Voyons, quelle est la situation ? Je suis dans mon petit nid douillet avec vue sur les tours de Tolbiac, la musique qui va bien, l'autre ordi qui tourne pour analyser toutes ces photos prises aux quatres coins du monde ces dernières années, et là-bas, c'est la misère. Là-bas, on ne nous en parle quasiment pas. Chaque jour, le Monde écrit un petit article pour nous dire que le nombre de morts augmente et que les pays "civilisés" débloquent des fonds de plus en plus importants.
Sans doute, les dons affluent. Je ne sais pas. Je m'en fiche. Donner ? Oui, bien sûr, j'y pense. Mais pour avoir été là-bas, c'est toujours un peu la même question. Qui va faire quoi ? Dans quelles conditions ? ...
Mais la vraie question est-elle de donner ? Non, je ne crois pas. Il me semble que c'est plutôt pourquoi ? Pourquoi nous bornons-nous à compter les morts et apporter de l'aide une fois que ce pays a plongé dans une précarité encore plus grande ? Pourquoi nos gouvernements n'ont ils rien fait alors que le gouvernement bangladais tenter d'évacuer les zones les plus sensibles? Pourquoi aucune main n'a été tendue avant pour évacuer ces pauvres malheureux ?
Bien sûr, la situation n'est pas simple. Bien sûr, on se trouvera toutes les excuses qu'on veut. Mais à l'instant présent, personne ne m'otera de l'idée qu'au lieu de nous informer, on nous désinforme. A peine quelques lignes sur cette coupure d'électricité qui pourtant a affecté même les quartiers les plus riches de Dhaka, etc etc... On est bien loin du tapage médiatique causé par le divorce de notre président ou même de celui dont avait profité le tsunami en Thaïlande. Pourquoi ?

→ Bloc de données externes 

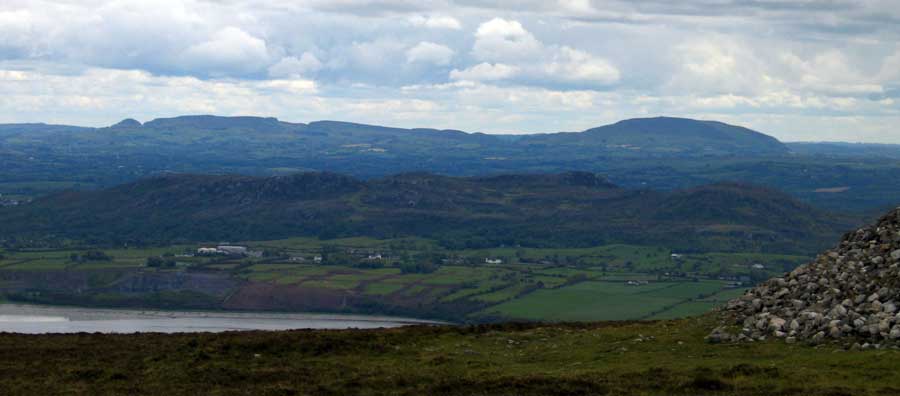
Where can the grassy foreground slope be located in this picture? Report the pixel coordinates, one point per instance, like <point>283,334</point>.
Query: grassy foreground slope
<point>656,358</point>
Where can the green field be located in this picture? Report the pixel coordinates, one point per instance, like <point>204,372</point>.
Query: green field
<point>529,284</point>
<point>618,359</point>
<point>608,301</point>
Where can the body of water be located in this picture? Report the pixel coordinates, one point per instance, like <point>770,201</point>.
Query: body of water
<point>36,319</point>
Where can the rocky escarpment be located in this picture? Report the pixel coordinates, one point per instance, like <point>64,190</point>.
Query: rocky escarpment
<point>849,294</point>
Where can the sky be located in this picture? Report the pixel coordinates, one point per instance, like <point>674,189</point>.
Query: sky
<point>800,70</point>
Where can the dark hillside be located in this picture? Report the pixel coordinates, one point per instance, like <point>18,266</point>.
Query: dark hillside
<point>563,210</point>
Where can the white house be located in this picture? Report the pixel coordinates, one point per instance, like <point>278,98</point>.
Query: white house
<point>233,250</point>
<point>207,251</point>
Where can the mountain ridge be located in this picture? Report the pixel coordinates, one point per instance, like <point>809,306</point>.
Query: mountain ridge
<point>566,209</point>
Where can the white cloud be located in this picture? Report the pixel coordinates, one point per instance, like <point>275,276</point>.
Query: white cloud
<point>578,66</point>
<point>428,52</point>
<point>890,69</point>
<point>485,72</point>
<point>436,22</point>
<point>529,65</point>
<point>228,50</point>
<point>500,39</point>
<point>294,67</point>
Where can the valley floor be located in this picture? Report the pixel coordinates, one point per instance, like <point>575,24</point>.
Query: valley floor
<point>621,358</point>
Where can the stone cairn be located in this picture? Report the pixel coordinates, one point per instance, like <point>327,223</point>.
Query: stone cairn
<point>849,294</point>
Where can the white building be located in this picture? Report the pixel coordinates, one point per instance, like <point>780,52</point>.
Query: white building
<point>233,250</point>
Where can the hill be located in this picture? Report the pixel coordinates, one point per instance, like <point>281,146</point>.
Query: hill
<point>668,136</point>
<point>661,153</point>
<point>568,209</point>
<point>654,359</point>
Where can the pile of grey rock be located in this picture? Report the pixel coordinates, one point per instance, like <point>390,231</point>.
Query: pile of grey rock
<point>849,294</point>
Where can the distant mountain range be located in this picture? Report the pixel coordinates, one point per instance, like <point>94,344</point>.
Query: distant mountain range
<point>661,153</point>
<point>568,209</point>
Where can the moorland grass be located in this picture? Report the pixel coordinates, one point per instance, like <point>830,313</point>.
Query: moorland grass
<point>613,358</point>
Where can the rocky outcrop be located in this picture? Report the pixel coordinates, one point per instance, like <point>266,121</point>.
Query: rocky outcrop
<point>849,294</point>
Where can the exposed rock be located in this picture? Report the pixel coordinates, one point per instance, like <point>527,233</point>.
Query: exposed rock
<point>849,293</point>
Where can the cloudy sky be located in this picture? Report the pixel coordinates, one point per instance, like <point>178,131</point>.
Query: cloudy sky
<point>798,70</point>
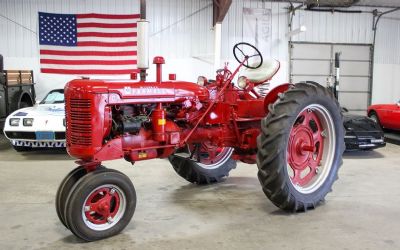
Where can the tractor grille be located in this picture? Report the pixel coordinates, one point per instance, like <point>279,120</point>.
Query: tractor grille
<point>80,126</point>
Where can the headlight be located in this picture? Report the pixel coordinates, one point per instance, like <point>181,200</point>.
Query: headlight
<point>14,122</point>
<point>201,80</point>
<point>242,82</point>
<point>28,122</point>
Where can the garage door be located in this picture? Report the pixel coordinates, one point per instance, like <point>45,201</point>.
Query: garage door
<point>315,62</point>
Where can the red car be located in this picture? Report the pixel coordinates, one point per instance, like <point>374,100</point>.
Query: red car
<point>387,115</point>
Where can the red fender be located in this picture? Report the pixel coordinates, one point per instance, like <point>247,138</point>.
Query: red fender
<point>272,95</point>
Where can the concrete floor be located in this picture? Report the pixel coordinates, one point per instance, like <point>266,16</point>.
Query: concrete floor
<point>363,212</point>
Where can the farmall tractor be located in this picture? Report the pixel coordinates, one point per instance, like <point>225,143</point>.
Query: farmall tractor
<point>294,133</point>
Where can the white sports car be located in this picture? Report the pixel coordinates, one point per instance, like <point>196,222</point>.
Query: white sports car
<point>42,125</point>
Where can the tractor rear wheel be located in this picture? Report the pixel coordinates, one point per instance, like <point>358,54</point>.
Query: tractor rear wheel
<point>205,165</point>
<point>100,204</point>
<point>300,147</point>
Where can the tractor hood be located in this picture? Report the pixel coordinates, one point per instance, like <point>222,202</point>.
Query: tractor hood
<point>169,91</point>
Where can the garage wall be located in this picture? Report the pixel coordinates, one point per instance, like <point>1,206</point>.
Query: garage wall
<point>181,31</point>
<point>357,28</point>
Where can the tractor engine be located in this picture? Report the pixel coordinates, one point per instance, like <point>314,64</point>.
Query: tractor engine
<point>128,119</point>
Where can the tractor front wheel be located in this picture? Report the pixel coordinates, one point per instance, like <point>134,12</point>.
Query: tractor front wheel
<point>300,147</point>
<point>65,187</point>
<point>100,204</point>
<point>205,164</point>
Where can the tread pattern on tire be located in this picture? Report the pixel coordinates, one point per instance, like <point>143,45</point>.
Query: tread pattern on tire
<point>272,144</point>
<point>71,216</point>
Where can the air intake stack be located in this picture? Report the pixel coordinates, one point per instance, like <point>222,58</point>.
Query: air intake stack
<point>143,42</point>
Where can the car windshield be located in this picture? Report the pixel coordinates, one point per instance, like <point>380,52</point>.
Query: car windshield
<point>53,97</point>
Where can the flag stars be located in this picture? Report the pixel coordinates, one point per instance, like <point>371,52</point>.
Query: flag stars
<point>57,30</point>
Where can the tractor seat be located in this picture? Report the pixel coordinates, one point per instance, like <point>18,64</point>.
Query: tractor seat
<point>262,74</point>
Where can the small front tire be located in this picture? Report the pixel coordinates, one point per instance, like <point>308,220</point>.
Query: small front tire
<point>100,205</point>
<point>65,187</point>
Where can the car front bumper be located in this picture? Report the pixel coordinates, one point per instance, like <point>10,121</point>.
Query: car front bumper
<point>363,142</point>
<point>30,139</point>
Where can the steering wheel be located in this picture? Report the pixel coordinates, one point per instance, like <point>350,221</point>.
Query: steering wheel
<point>244,56</point>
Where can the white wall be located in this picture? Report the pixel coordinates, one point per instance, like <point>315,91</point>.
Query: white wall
<point>181,31</point>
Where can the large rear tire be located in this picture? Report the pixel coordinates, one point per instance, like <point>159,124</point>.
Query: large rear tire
<point>211,168</point>
<point>300,147</point>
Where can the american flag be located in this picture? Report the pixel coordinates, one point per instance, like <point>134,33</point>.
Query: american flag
<point>87,43</point>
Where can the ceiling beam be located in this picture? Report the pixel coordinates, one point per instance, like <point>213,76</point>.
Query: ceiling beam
<point>220,8</point>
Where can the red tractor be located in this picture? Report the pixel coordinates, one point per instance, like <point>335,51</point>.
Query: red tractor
<point>293,132</point>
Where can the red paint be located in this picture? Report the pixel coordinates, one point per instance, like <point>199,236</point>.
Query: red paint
<point>182,113</point>
<point>87,62</point>
<point>88,53</point>
<point>102,205</point>
<point>305,148</point>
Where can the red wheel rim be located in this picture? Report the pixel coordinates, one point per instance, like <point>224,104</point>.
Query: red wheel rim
<point>310,148</point>
<point>104,207</point>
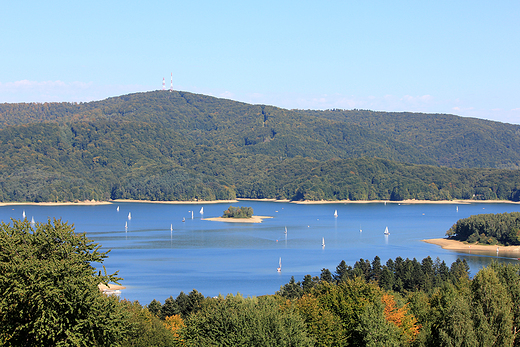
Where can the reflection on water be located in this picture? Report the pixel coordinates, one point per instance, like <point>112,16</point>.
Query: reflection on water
<point>163,249</point>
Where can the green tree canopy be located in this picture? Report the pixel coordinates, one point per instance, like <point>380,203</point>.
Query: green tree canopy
<point>49,293</point>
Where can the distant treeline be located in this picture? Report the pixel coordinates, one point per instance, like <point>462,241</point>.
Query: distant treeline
<point>491,229</point>
<point>182,146</point>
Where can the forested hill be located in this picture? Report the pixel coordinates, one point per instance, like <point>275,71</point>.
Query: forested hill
<point>165,145</point>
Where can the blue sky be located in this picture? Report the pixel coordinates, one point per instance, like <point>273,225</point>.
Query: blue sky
<point>458,57</point>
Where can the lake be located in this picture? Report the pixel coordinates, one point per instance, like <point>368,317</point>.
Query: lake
<point>220,258</point>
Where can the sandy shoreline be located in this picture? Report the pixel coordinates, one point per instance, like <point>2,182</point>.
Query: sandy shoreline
<point>406,202</point>
<point>253,219</point>
<point>458,246</point>
<point>308,202</point>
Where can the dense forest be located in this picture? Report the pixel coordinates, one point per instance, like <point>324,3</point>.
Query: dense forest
<point>489,229</point>
<point>50,296</point>
<point>181,146</point>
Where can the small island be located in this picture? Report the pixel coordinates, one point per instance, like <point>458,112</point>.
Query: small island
<point>238,215</point>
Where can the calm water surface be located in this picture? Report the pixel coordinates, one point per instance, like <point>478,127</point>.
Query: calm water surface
<point>216,257</point>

Rester ? Oui sans doute. Cela est finalement très raisonnable et c'est sans doute dans de telles occasions que l'on connaît sa vocation. L'idée de tout plaquer et de partir aider m'a traversé l'esprit mais non, je ne le ferai pas parce que j'ai l'impression d'être plus à ma place ici. Pourtant... Comment faire évoluer les choses en profitant seulement de mon petit confort et en gardant au fond de moi cet espèce de malaise et d'écoeurement que cela m'inspire...? Je suis un peu perdue...

Là bas, quand même, les gens recommencent à vivre et cela me réconforte quelque peu. Kiranne me disait ce matin qu'elle admire la résilience des gens. Moi aussi. C'est cela que j'ai ramené avec moi (en partie), cela qui m'a le plus frappé et le plus touché dans ce pays. Cet article est un beau témoignage. Un de ceux qui font qu'un instant je ferme les yeux et me rappelle de tous ces sourires. Oui, vraiment, de tout mon coeur, j'espère que les gens vont s'en sortir, que ce pays s'en sortira. Parce que son peuple le mérite. Et, sans doute, je ne suis pas à ma place...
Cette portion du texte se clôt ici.